Trusts put together by the scam artists are those the IRS is going after. These are trusts that purport to eliminate taxes without changing your use or control of wealth. Those trusts often are offshore trusts, located in tax haven countries, but also can be U.S.-based trusts.

Be worried if your trust contains all your assets and purports to give you regular checks that are tax-free. The checks from the trust often are described as loans or as tax-free distributions of capital. This type of trust has been heavily marketed over the last decade or so, but it clearly does not comply with the tax law.

Aggressive charitable trusts also are targets. In these, you get a substantial charitable contribution today for putting money or property in a trust. But over time you get all or most of the money and its earnings back, while charity gets little or nothing.

Dangerous trusts also are those that promise to eliminate taxes by simply by setting up a trust or series of trusts. Be especially wary if someone says the IRS won’t be able to figure out the transactions or it seems the whole structure is designed to confuse the IRS or hide assets.
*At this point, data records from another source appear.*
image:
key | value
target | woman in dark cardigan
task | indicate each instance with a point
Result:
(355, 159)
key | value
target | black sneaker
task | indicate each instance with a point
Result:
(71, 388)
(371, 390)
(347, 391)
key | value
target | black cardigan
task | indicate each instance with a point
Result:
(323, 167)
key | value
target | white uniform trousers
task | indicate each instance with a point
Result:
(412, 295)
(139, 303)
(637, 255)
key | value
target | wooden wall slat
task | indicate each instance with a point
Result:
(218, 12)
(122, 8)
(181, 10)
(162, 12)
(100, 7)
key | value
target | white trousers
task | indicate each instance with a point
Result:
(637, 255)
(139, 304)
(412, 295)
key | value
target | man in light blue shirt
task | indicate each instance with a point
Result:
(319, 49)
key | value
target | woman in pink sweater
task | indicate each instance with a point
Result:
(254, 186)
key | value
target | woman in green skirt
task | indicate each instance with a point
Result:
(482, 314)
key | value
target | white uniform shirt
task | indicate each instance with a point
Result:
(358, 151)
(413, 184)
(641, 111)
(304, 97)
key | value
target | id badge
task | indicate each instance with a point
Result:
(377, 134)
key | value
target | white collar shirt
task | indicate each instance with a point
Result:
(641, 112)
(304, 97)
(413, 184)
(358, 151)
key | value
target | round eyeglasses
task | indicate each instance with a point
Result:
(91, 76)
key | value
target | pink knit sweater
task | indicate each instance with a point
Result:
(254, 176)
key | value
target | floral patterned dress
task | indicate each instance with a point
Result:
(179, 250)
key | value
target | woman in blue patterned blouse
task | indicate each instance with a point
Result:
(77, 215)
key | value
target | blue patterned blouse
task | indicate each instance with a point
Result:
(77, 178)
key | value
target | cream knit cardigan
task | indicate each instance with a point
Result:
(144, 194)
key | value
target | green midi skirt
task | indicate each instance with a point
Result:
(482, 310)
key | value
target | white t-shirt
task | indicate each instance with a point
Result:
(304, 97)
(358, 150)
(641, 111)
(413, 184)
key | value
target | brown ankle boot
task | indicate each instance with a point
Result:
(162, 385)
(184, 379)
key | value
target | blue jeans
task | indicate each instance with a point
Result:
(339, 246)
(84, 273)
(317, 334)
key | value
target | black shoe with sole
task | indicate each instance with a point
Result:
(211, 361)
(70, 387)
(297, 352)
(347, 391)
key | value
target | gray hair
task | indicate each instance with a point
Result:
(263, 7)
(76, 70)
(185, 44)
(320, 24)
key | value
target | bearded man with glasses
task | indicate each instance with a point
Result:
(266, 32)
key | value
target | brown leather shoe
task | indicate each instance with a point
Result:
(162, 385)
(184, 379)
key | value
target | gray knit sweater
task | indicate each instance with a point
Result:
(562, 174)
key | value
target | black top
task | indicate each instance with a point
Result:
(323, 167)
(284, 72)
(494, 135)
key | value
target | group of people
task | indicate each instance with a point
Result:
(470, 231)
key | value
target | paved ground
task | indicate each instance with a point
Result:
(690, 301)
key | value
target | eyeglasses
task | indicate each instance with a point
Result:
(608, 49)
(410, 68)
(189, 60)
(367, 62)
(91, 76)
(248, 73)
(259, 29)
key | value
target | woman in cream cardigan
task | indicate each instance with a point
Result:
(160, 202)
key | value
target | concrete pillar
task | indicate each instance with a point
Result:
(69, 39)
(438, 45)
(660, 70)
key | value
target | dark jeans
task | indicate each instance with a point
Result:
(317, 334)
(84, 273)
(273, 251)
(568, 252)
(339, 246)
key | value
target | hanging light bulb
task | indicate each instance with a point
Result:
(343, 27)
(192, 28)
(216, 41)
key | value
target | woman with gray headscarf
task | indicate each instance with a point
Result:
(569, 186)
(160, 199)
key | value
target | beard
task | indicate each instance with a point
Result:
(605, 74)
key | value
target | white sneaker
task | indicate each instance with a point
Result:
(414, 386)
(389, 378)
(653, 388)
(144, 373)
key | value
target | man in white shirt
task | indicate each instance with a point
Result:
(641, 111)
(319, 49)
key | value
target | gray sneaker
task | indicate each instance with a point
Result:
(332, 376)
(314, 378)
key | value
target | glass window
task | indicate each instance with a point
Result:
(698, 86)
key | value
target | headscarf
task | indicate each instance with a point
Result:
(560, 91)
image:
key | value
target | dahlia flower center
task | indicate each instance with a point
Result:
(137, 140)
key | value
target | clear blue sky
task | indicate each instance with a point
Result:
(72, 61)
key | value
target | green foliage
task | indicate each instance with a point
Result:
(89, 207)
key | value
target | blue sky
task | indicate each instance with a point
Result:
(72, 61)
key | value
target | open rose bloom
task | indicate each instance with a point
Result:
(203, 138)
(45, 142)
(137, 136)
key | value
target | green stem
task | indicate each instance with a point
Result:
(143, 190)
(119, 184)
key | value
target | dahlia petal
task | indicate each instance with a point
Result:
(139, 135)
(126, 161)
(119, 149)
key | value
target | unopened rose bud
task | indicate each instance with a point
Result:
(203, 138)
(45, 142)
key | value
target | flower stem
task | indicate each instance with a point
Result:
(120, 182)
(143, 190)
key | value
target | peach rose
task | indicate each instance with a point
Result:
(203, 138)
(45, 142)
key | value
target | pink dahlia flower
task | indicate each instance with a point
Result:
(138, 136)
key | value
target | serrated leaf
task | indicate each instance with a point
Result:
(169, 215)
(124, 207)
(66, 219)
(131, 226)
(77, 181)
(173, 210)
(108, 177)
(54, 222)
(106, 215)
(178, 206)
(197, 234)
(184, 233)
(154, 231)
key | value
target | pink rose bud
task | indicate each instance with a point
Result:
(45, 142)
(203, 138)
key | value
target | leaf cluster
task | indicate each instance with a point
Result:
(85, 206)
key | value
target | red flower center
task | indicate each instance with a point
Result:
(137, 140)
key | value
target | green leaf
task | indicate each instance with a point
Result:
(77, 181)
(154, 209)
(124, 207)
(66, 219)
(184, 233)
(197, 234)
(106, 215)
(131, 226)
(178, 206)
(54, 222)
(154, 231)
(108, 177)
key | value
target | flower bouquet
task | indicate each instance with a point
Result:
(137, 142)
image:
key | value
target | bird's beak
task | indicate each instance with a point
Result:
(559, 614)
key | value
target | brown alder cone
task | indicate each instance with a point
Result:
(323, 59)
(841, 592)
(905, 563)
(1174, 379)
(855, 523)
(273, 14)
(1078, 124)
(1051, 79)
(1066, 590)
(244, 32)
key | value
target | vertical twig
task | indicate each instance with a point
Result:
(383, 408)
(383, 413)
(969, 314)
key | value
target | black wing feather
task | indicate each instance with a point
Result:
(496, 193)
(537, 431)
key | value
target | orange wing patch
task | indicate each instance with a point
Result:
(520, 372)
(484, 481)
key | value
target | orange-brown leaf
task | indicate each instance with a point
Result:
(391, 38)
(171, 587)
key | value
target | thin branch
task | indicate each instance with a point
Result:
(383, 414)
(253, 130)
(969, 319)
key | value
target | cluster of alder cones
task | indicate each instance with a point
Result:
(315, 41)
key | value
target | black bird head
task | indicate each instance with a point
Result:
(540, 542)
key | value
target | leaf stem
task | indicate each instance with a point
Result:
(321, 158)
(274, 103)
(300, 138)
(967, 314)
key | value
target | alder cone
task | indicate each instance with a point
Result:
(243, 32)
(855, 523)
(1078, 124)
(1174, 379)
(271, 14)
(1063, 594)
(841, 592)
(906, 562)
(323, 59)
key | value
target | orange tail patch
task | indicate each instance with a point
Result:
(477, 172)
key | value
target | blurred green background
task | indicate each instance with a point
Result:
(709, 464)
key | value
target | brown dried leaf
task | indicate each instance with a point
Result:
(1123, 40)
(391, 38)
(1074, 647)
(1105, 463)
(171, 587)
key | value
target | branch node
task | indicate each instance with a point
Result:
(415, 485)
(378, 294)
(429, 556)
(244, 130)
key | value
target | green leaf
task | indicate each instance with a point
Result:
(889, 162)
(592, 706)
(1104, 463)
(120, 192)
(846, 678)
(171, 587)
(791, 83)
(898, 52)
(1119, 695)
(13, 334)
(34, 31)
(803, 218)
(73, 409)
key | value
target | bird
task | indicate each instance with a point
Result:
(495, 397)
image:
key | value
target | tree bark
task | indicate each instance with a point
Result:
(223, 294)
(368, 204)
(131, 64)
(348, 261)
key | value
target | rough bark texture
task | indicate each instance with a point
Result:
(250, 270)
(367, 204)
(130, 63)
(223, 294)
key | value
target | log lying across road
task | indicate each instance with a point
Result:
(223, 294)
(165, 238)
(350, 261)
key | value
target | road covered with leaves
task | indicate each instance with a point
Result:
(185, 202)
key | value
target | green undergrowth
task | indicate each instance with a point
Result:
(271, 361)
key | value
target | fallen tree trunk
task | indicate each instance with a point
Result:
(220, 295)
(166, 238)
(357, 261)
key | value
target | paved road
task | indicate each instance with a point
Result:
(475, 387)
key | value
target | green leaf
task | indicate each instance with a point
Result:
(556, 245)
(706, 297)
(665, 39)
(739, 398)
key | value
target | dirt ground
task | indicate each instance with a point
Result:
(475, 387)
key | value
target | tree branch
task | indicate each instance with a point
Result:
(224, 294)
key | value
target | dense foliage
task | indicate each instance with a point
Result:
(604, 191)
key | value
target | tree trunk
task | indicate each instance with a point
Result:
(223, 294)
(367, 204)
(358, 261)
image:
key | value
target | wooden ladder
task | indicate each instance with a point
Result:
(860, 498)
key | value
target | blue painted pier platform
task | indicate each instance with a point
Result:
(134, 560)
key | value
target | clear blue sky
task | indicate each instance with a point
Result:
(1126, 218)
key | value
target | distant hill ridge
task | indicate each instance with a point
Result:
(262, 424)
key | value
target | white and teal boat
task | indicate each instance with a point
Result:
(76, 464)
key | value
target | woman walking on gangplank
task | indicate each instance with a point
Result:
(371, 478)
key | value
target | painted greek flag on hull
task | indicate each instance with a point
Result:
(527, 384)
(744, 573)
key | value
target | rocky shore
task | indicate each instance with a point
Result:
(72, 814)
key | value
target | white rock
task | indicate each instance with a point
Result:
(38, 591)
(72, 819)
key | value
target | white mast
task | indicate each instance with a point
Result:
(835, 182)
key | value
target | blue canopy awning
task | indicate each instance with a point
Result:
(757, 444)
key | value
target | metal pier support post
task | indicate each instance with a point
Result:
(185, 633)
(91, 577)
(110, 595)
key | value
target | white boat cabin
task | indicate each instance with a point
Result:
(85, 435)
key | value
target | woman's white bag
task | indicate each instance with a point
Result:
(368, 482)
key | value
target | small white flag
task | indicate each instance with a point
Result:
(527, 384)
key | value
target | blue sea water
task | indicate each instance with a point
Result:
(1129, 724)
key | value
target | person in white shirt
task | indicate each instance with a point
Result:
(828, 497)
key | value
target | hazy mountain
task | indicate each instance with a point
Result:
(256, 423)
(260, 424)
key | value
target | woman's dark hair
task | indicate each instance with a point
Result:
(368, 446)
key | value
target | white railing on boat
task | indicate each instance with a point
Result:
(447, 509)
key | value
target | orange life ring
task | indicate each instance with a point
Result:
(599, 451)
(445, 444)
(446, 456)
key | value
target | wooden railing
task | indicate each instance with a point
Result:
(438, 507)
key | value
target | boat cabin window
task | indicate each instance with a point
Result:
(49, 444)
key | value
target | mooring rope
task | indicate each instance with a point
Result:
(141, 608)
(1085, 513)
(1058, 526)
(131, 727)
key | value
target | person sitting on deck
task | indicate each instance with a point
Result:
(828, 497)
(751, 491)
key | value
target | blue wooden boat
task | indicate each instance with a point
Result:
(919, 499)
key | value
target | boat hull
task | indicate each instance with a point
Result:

Don’t spend time on trusts such as these or other trusts that sound too good to be true. Stick with the safe, solid trusts I’ve always recommended. They’ll save you taxes, leave your assets to those you want to get them, and give you peace of mind. These trusts include marital and Bypass Trusts (used to cut estate and gift taxes), QTIP trusts (to save estate taxes and make sure your children end up with assets), charitable remainder or lead trusts, irrevocable life insurance trusts, and special needs trusts (to provide for a loved one who needs help). I’ve discussed all these and other legal, effective trusts in past visits.

Trusts can be an important strategy for you. But don’t be swayed by aggressive presentations that focus on one type of trust that seems to have everything. To protect yourself, be sure that your estate team includes an independent fee-only estate planning professional, such as an attorney or accountant.